Menopause commonly occurs in women between 45 to 55. The average age for women to experience menopause is 51.
There are three stages of menopause:
Perimenopause, which is the first phase of menopause, takes place when the production of estrogen – one of the two main sex hormones that cause ovulation and menstruation – slows down. This happens a few years before main menopause symptoms hit.
Menopause proper takes place when ovulation stops entirely and when the body stops producing high estrogen levels. Menopause proper is the one-year period after a woman’s last menstrual cycle.
Postmenopause is when the 12-month menopause period is over. Once a woman enters the postmenopause phase, the symptoms start to ease.
Menopause and the endocannabinoid system
Our body has its own endocannabinoid system, which is a biological network of cell receptors and corresponding molecules that bind to these receptors. The endocannabinoid system plays an important part in menopause.
One of the many functions of the endocannabinoid system is that it helps maintain homeostasis – or the optimum biochemical balance – in our body. The endocannabinoid system helps regulate immune function, body temperature, mood, sleep, appetite, reproductive cycles and fertility, energy metabolism, and pain sensitivity.
When it comes to a woman’s reproductive health, estrogen and endocannabinoids go hand in hand.
In fact, estrogen regulates the enzyme that breaks down certain endocannabinoids. As estrogen levels start to drop, the endocannabinoids levels also change. The low estrogen levels that come with menopause correspond to lower activity levels in the endocannabinoid system. This negatively affects one’s mood and emotional response.

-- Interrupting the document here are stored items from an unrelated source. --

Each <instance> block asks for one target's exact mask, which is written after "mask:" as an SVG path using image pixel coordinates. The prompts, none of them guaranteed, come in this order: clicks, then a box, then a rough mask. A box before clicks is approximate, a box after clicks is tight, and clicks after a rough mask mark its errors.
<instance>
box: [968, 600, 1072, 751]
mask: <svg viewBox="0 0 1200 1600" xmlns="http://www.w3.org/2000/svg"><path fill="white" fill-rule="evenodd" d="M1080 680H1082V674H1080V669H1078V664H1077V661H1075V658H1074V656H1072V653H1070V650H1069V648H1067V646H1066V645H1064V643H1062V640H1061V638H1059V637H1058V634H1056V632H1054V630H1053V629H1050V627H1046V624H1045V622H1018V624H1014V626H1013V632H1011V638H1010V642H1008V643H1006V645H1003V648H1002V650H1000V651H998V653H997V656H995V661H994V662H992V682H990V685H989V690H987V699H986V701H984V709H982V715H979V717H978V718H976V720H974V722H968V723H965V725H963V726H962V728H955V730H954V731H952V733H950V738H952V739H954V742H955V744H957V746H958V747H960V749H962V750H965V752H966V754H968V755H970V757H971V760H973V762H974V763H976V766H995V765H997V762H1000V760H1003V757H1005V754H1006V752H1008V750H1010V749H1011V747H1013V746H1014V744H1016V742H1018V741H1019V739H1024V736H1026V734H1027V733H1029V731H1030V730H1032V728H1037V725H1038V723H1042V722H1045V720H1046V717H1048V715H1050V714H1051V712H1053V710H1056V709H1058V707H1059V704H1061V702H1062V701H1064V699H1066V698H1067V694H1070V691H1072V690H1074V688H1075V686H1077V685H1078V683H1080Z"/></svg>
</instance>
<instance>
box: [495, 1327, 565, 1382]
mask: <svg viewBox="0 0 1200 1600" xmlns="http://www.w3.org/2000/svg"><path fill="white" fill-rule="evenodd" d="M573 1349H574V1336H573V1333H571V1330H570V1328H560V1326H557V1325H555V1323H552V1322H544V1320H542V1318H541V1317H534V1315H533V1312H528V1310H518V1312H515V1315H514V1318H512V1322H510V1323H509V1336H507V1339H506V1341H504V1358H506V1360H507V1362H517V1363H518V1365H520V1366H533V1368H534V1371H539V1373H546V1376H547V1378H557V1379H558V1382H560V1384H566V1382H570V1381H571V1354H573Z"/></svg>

The ovaries are also considered to be a part of the endocannabinoid system. Some even speculate that certain deficiencies in certain types of neurotransmitters in the endocannabinoid system can induce early menopause.
It can be said that the strong link between menopause and the endocannabinoid system means that there is a potential for cannabis to treat or help ease the symptoms. Compounds found in cannabis directly interact and engage with the endocannabinoids system.
One can also theorize that using cannabis during menopause can help bolster the necessary functions of the endocannabinoid system that struggle to work without the high levels of estrogen.
Using cannabis in order to manage and ease menopausal symptoms is not new. Unfortunately, however, the political climate has made clinical experimentation on the use of medical marijuana for menopause quite impossible, or difficult at the very least.